In the embrace of Hanoi during the days leading to the Western New Year, little seems to deviate from the ordinary. My beloved city remains abuzz with the hustle and bustle of people and cars weaving through crowded streets. Perhaps, for Vietnamese people in general, the Western New Year isn't deemed overly significant. For them, the Lunar New Year holds the essence of rest, family reunions, and meetings with loved ones and friends.
Yet, amid the whirlwind of daily tasks, one can still discern in each other's eyes an anticipation for the coming year. Though not truly "celebrating" the commencement of the new year as they do with the Lunar New Year, for most people, this "informal" New Year's Day remains a pivotal starting point. People still do the countdown on Dong Kinh Nghia Thuc Square, and even though it mostly captures the attention of the younger generation, it still attests that the Western New Year is still a special occasion for many.

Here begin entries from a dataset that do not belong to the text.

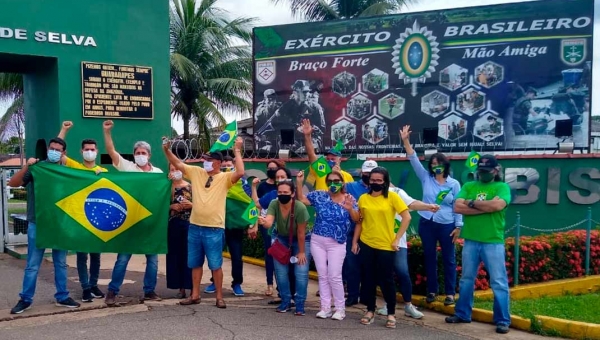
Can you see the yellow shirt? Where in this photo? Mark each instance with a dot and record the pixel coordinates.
(320, 183)
(76, 165)
(379, 215)
(208, 206)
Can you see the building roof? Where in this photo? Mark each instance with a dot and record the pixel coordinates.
(11, 163)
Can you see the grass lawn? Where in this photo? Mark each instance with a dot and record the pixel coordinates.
(585, 307)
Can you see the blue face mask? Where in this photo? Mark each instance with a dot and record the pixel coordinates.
(54, 156)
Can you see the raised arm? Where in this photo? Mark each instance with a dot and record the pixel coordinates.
(239, 161)
(108, 142)
(420, 171)
(299, 192)
(310, 148)
(177, 163)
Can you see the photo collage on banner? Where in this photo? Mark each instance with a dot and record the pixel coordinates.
(501, 77)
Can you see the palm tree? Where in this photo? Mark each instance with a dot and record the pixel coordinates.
(323, 10)
(210, 71)
(13, 120)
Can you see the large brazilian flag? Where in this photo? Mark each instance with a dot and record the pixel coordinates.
(120, 212)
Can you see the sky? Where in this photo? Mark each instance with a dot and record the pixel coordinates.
(269, 14)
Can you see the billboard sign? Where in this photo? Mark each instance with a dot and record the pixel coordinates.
(502, 77)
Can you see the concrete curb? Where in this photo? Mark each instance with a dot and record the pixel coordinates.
(571, 329)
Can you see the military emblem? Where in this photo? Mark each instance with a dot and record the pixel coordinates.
(415, 55)
(265, 71)
(573, 51)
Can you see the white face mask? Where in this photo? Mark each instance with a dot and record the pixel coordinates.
(177, 175)
(141, 160)
(90, 155)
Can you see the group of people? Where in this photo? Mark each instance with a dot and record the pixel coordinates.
(357, 242)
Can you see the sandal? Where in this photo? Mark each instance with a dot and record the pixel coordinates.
(366, 319)
(190, 301)
(221, 304)
(390, 323)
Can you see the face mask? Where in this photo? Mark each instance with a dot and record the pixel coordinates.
(335, 188)
(376, 187)
(271, 173)
(177, 175)
(485, 176)
(141, 160)
(89, 155)
(438, 170)
(54, 156)
(365, 179)
(284, 199)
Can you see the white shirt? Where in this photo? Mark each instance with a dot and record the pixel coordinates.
(129, 166)
(408, 201)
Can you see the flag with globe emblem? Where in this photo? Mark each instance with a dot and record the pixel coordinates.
(107, 213)
(226, 139)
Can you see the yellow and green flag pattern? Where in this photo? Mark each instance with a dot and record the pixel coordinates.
(226, 139)
(108, 213)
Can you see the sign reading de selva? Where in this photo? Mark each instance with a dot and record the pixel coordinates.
(47, 37)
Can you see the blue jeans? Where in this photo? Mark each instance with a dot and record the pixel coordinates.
(493, 257)
(431, 233)
(86, 281)
(264, 232)
(34, 260)
(301, 274)
(120, 269)
(205, 242)
(351, 272)
(401, 270)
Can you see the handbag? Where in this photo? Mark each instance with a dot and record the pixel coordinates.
(277, 250)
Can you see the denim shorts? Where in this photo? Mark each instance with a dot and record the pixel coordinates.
(205, 241)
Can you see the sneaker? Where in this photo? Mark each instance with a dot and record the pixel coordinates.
(68, 302)
(111, 298)
(456, 319)
(20, 307)
(324, 314)
(502, 329)
(97, 293)
(411, 311)
(283, 308)
(339, 315)
(152, 296)
(449, 301)
(87, 296)
(211, 289)
(237, 290)
(430, 298)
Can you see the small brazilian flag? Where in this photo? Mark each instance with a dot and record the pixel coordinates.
(441, 196)
(114, 212)
(226, 139)
(339, 146)
(321, 167)
(251, 213)
(472, 160)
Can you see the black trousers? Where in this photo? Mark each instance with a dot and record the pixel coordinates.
(377, 269)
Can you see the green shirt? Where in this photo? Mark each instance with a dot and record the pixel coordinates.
(283, 226)
(486, 227)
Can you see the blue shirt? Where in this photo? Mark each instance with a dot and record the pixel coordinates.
(431, 190)
(332, 219)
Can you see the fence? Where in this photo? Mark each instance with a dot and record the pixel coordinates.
(588, 221)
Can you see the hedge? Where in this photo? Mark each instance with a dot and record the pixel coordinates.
(542, 258)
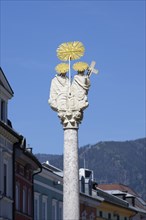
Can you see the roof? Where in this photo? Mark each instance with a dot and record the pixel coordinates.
(117, 186)
(4, 82)
(111, 198)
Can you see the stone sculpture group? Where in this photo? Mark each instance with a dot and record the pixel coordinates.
(69, 100)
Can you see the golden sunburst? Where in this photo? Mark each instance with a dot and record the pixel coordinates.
(70, 50)
(62, 68)
(80, 66)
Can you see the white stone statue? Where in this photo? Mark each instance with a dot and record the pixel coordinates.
(79, 91)
(59, 90)
(70, 99)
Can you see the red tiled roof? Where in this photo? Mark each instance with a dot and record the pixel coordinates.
(117, 186)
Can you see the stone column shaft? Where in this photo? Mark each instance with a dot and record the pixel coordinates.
(71, 175)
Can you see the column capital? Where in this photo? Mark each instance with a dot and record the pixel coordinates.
(70, 119)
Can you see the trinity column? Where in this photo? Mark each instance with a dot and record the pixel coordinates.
(69, 99)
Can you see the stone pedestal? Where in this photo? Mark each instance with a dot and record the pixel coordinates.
(71, 175)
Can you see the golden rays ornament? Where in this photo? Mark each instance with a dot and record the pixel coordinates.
(80, 66)
(70, 51)
(62, 68)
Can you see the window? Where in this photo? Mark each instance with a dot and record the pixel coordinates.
(60, 210)
(84, 215)
(109, 215)
(36, 206)
(44, 208)
(118, 217)
(100, 213)
(92, 216)
(29, 202)
(17, 197)
(2, 110)
(54, 209)
(5, 178)
(24, 200)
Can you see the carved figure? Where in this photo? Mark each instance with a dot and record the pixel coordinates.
(80, 87)
(59, 89)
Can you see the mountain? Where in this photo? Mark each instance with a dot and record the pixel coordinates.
(112, 162)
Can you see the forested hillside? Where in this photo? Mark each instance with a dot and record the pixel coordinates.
(112, 162)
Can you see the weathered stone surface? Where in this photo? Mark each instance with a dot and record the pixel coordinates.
(71, 175)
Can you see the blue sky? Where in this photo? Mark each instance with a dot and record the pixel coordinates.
(113, 33)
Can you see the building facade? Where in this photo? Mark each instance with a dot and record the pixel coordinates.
(17, 165)
(48, 193)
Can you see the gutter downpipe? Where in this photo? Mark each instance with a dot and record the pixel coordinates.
(37, 172)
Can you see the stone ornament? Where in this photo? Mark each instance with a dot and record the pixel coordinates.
(67, 98)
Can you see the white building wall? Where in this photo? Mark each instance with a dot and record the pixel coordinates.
(6, 190)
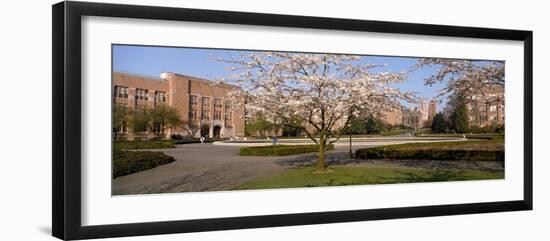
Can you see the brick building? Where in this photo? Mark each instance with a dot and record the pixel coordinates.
(200, 101)
(486, 107)
(432, 110)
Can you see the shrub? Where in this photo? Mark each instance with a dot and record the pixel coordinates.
(131, 145)
(469, 155)
(279, 150)
(128, 162)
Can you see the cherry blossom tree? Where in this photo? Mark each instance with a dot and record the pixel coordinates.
(322, 91)
(465, 77)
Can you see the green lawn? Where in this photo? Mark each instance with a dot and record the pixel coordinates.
(360, 175)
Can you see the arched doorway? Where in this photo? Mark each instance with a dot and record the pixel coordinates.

"3, 2, 1. Happy New Year!"
The jubilant cheers resonate from all directions, resonating throughout the area around Hoan Kiem Lake. Hanoi opens its doors to welcome a promising new year. Each household replaces the old calendar with a fresh one just unwrapped from its box. Everyone shares the lively atmosphere of the first day of the year. As the first night of the new year gradually gives way to the sunrise, the weary crowd is no longer as dense as it was just a few hours ago. The new year has swept away their untold sorrows of the old year, restoring the sunshine to their faces.
Familiar sounds echo through the streets.
"Who wants sticky rice?"
“Anyone want to eat steamed rice dumplings? Here they are!"
"Peanut sticky rice and bánh khúc here!"
These familiar street echoes, present every day, now evoke an indescribable heartache. I wonder, do these people ever get to experience the feelings of a new year? Though unspoken, I am sure that, for those laboring souls, the Western New Year is just another ordinary day – a day to work, to wander the streets of Hanoi in search of each meager coin to support their families and themselves.
For many of us, as students of VinUni, what we consider as sadness – huge bunch of assignments, grades that fall short of expectation – although unresolved, finds some relief through the joyous New Year's Eve celebration. Yet, for the workers on those rattling bicycles, each coin, every morsel of rice, and every scrap of clothing bears the weight of their sorrows. We may set aside our sorrows to welcome a vibrant new year, but they can only continue their struggle, facing that sorrow every day, every hour.
Every day under the roof of VinUni is still a fortunate day. Every day at VinUni is a day of good food, warm clothing, and the privilege of modern education – an elusive dream for many.
I know that you also carry your own sorrows, as I do. But don't hold onto them for too long. The new year is approaching, so why don't you let the sorrows of the old year stay behind?
As the year draws to a close, what are you worrying about?